W miniony weekend w Żorach funkcjonariusze policji byli wzywani dwa razy do pijanych nastolatków. Zarówno jeden jak i drugi przypadek, to zgłoszenie matek upojonych alkoholem nastolatków.
Pierwszy przypadek: Pijana 14-latka wyszła z domówki i trafiła na rynek w Żorach. Dziewczynka przewróciła się i zupełnie bez sił nie mogła nic zrobić.
Do matki pijanej nastolatki zadzwoniła jej koleżanka. Z kolei matka powiadomiła policję.
- ,,Przeprowadzone na prośbę opiekunki badanie alkomatem wykazało u nieletniej ponad 2,5 promila alkoholu w wydychanym powietrzu’’ - mówią policjanci.
Kolejny przypadek dotyczy tego samego dnia.
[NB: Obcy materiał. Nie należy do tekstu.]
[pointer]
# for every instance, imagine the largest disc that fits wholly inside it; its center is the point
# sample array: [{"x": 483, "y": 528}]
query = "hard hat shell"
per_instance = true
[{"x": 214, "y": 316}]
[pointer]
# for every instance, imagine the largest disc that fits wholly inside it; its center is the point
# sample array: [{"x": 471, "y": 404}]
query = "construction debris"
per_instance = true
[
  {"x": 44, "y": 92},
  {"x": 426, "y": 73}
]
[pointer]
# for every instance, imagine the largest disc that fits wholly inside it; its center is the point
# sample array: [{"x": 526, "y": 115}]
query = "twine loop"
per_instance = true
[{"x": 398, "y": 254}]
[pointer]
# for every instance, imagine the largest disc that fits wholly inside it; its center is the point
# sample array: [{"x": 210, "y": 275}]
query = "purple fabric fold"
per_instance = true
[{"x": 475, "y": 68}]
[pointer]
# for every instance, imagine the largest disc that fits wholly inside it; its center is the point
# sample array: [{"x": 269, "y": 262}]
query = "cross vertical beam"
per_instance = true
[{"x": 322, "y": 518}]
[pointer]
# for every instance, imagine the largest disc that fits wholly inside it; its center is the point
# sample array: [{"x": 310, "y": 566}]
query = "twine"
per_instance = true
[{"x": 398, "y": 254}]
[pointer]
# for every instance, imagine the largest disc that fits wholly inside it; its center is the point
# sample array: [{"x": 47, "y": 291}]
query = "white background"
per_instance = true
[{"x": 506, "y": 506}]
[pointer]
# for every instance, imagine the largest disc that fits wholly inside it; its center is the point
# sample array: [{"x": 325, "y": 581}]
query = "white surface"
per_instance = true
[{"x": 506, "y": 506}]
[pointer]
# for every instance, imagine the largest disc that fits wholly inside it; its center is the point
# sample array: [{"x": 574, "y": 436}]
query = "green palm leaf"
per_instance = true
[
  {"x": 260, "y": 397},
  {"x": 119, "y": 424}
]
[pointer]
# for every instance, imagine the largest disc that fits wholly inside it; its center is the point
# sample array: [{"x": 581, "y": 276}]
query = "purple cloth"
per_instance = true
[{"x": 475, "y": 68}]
Tym razem upojony alkoholem był 17-letni chłopiec.
- ,,Tego samego dnia, tuż przed północą, otrzymaliśmy informacje o 17-latku leżącym w rowie. To on sam, zanim stan jego się pogorszył, zadzwonił do matki z prośbą o zabranie do domu. 17-latek nie potrafił stać na nogach i był zdezorientowany po tym, jak na imprezie ze znajomymi wypił pół litra wódki’’ - informuje policja z Żor.
Jeden z tych przypadków zakończył się tym, iż zaszła konieczność hospitalizacji.